1. A headset device comprising: a frame to fit a head of a wearer; a sensor at the frame, the sensor to capture data indicative of a curvature of the head; and a speaker at the frame, the speaker to output sound to an ear of the wearer as modified by a head-related transfer function determined from the data captured by the sensor.

2. The headset device of claim 1 , wherein the sensor is to capture data indicative of a curvature of the head along multiple different axes.

3. The headset device of claim 1 , further comprising a flexible material attached to the frame, the flexible material to conform to curvature of the head, wherein the sensor is attached to the flexible material.

4. The headset device of claim 3, wherein the flexible material comprises fabric.

5. The headset device of claim 1 , wherein the sensor comprises a strain gauge.

6. The headset device of claim 1 , wherein the sensor comprises a conformal stretch sensor.

7. The headset device of claim 1 , further comprising a processor to select the head-related transfer function from a plurality of head-related transfer functions based on the data captured by the sensor.

8. The headset device of claim 1 , further comprising a processor to apply the data captured by the sensor to a trained machine-learning model to obtain the head-related transfer function.

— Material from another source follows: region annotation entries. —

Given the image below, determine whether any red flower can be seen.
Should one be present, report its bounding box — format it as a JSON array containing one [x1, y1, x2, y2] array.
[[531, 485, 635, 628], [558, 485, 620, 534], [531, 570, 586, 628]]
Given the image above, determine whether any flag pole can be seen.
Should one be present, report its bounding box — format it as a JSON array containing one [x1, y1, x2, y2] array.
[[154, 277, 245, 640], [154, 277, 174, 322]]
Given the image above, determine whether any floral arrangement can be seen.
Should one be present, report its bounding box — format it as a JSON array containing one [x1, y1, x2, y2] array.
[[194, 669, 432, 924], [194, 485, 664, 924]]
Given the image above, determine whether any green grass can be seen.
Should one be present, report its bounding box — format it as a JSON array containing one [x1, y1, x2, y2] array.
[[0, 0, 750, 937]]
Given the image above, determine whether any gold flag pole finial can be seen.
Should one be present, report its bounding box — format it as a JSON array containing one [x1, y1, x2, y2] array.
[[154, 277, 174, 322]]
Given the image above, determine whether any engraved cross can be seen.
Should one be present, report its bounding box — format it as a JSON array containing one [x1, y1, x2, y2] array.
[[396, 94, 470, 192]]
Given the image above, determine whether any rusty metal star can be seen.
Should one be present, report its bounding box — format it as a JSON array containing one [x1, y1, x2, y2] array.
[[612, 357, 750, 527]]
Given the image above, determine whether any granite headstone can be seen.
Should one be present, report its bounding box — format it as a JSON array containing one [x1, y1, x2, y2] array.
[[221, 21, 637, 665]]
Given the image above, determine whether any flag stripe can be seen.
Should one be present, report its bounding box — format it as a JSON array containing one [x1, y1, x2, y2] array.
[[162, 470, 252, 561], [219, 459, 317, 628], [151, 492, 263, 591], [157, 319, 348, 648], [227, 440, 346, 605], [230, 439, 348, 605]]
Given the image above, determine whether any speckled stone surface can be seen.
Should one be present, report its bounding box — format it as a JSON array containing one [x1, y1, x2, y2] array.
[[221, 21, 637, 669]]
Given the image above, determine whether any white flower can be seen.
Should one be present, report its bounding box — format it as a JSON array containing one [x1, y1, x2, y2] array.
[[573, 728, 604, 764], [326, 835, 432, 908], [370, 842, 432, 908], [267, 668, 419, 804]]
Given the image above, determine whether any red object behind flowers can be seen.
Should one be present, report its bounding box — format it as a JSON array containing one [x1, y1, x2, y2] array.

9. A non-transitory computer-readable medium comprising instructions executable by a processor to: receive an anthropometric measurement of a head of a person; apply the anthropometric measurement to a trained machine-learning model, the trained machine-learning model being trained based on human head curvature data and measured head-related transfer functions; receive a head-related transfer function specific to the person from the trained machine-learning model; and apply the head-related transfer function to sound to be outputted to the person.

10. The non-transitory computer-readable medium of claim 9, wherein the human head curvature data is measured along multiple different axes.

11. The non-transitory computer-readable medium of claim 9, wherein the human head curvature data is measured by a sensor sensitive to a stretching or compression of a flexible material.

12. The non-transitory computer-readable medium of claim 9, wherein the anthropometric measurement comprises a head curvature measurement.

13. The non-transitory computer-readable medium of claim 12, wherein the anthropometric measurement further comprises a head diameter or circumference measurement.

14. A method comprising: capturing head curvature data from a user; determine a head-related transfer function of the user based on the head curvature data; applying the head-related transfer function to a sound; and playing the sound to the user.

15. The method of claim 14, wherein capturing the head curvature data from the user comprises using a sensor at a headset to capture data along multiple different axes.